Nasrettin Hoca’nın Göle maya çalma fıkrasını bilmeyeniniz yoktur.

Nasrettin Hoca’nın “Ya tutarsa” diyerek göle maya çalması, Anadolu mizahının en bilinen hikâyelerinden biridir.

Bu hikâyede, Hoca’nın iyimserliği ve umut dolu yaklaşımı, nesiller boyunca halk arasında bir yaşam felsefesi hâline geldi.

Ancak ne acıdır ki günümüzde “ya tutarsa” anlayışı, mizahi bir umuttan çok, dedikodu ve iftira kültürüne döndü gitti.

Artık toplumun birçok kesiminde insanlar, bir söylentiyi yayarken “ya doğruysa” diyerek veballi bir sorumsuzluğu normalleştirdiler.

Toplumların en temel yapı taşlarından biri güvendir.

Peki Afyon’da güven ortamı var mı?

Bana kalırsa yok. İnsanlar artık birbirlerine hep şüpheyle bakıyorlar.

Bu da güven ortamını bozduğu gibi ticari, dostluk ve iş ilişkilerini de bozuyor

Ben buna sosyal hastalık diyorum, siz ne dersiniz bilmem ama sosyal hastalık hepimizi sarmış durumda.

 

Uzun yıllar gazetecilik mesleğinin içinde olmam münasebetiyle artık bu şehirde kimin ne kadar uzun, kimin ne kadar kısa düşünebildiğini de öğrenmiş bulunuyorum.

 

Maalesef ki bizim memleketimiz Afyon’da kardeş bile kardeşin ne onduğunu ister ne öldüğünü.

Komşu esnaf azıcık bi canlanıversin ekonomik olarak, hemen laflar çıkarılmaya başlar yakın çevrelerince.

Vay sattığı mal iyi değil, vay zaten buna para nereden geliyor belli değil, vay zaten bu zamanında fetöcülerle gezerdi, vay bunun kızını geçen gün hıdırlıkta gördüm gibi bir çok iftira.

Hani diğer esnaflara karşı bir üstünlüğü var ya satışlarında tamamen ekonomik olarak, iftiraların ardı arkası kesilmez.

Dahası, “duydum ama emin değilim” diyerek başlayan her söz, zincirleme bir iftira ağına dönüşür. İnsanlar çoğu zaman bunun bir vebal ve büyük günah olduğunun farkında bile değildirler.

 

Son günlerde adı yolsuzluklara karıştırılmaya çalışılan bir çok kişiyle sohbet ettim.

Var dır yok tur bilemem, o iş yargının işi…

Ancak, durduk yere laf uydurmalar yok mu, inanın insanın canını acıtan odur.

Yalandan bir kara çalınsın, bakın sizi kolunuzdan zorla dükkanına sokup çay ikram eden o arkadaşınız var ya, sizi görünce sırtını dönüverir.

Kuru iftiralar furyasına her gün yenileri ekleniyor.

Ama kimse ispat noktasında başarılı olamıyor.

Dün dükkanına girdiğim bir esnaf, ha bire sallıyor bol keseden.

Yok şu mütayittin şu para istenmiş, yok şu şirket şu kadar para vermiş, yok belediye parasız iş yapmıyormuş, yok efendim belediyede şu isim bu işleri yürütüyormuş amanda aman…

 

Şöyle bi eğildim, “Hacı abe gerçek mi yavvv.”

Demez mi ‘tabi yavvv’

 

Dedim, “Tamam aradığımız adamı bulduk.
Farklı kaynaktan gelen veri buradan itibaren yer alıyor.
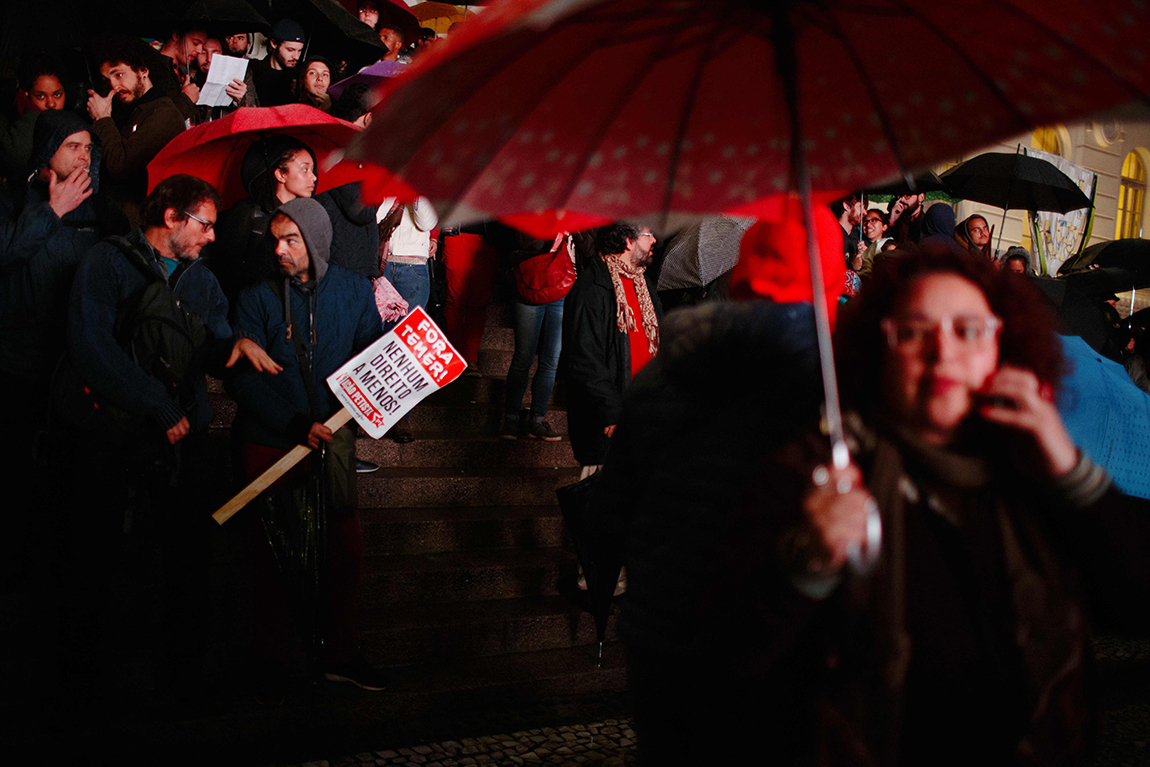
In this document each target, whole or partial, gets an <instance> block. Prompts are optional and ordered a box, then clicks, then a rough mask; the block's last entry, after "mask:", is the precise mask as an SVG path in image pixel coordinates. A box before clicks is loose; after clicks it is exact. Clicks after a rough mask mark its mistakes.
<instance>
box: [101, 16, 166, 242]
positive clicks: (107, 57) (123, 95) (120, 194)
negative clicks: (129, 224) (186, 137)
mask: <svg viewBox="0 0 1150 767" xmlns="http://www.w3.org/2000/svg"><path fill="white" fill-rule="evenodd" d="M145 51H146V47H145V46H144V44H143V43H140V41H138V40H133V39H131V38H128V37H107V38H104V39H101V40H98V41H97V44H95V46H94V48H93V59H94V60H95V61H97V62H98V67H99V69H100V75H101V76H104V78H105V79H106V80H108V83H110V85H112V90H109V91H108V94H107V95H100V94H99V93H97V92H95V91H92V90H90V91H89V92H87V93H89V99H87V113H89V115H90V116H91V117H92V120H93V121H94V122H93V123H92V133H93V135H94V136H95V137H97V138H99V139H100V144H101V145H102V146H104V174H102V177H104V181H105V182H106V183H107V185H108V193H109V194H110V195H112V197H113V198H114V199H115V200H116V201H117V202H120V204H121V205H122V206H123V207H124V213H127V214H128V218H129V221H131V222H132V224H136V225H138V224H139V223H140V204H141V202H143V200H144V197H145V194H146V191H147V163H150V162H151V161H152V159H153V158H155V155H156V154H159V153H160V149H162V148H163V147H164V146H166V145H167V144H168V141H170V140H171V139H174V138H175V137H176V136H178V135H179V133H181V132H183V130H184V126H185V123H184V115H183V114H182V113H181V112H179V109H178V108H177V107H176V105H175V103H174V102H173V100H171V99H170V98H168V97H166V95H164V94H163V92H162V91H160V90H159V89H155V87H153V86H152V77H151V72H150V70H148V67H147V63H146V53H145ZM113 99H116V100H117V101H120V102H121V103H122V105H124V106H125V107H129V108H130V109H131V113H130V115H129V117H128V120H127V121H125V122H124V123H123V124H122V125H117V124H116V123H115V121H114V120H113V116H112V100H113Z"/></svg>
Hadi gidelim savcılığa suç duyurusunda bulunalım. Hani biliyorsun ya her şeye şahitsin ya.”

 

Birden ürktü.. “Bana ne yav. Ben duydum sadece’ dedi.

İşte en büyük vebal bu… Sadece duyduğun ama gerçek olduğunu bilmediğin iftiraları yaymak en büyük günah”

Alacağımı da bırakıp dükkanından çıktım.

Ben kimseyi savunacak değilim.

Eğer şu memlekette tüyü bitmemiş yetimin hakkını yiyen varsa, hem bu dünya da hem öteki dünyada çeksin isterim.

Ama etmeyin artık, kuru iftiralarla, kulaktan duyumlarla bi yere varamayız artık.

Varsa bir bildiğiniz, gördüğünüz şahit olduğunuz, gidip şikayet etmezseniz sizde o dilsiz şeytandan farkınız olmaz.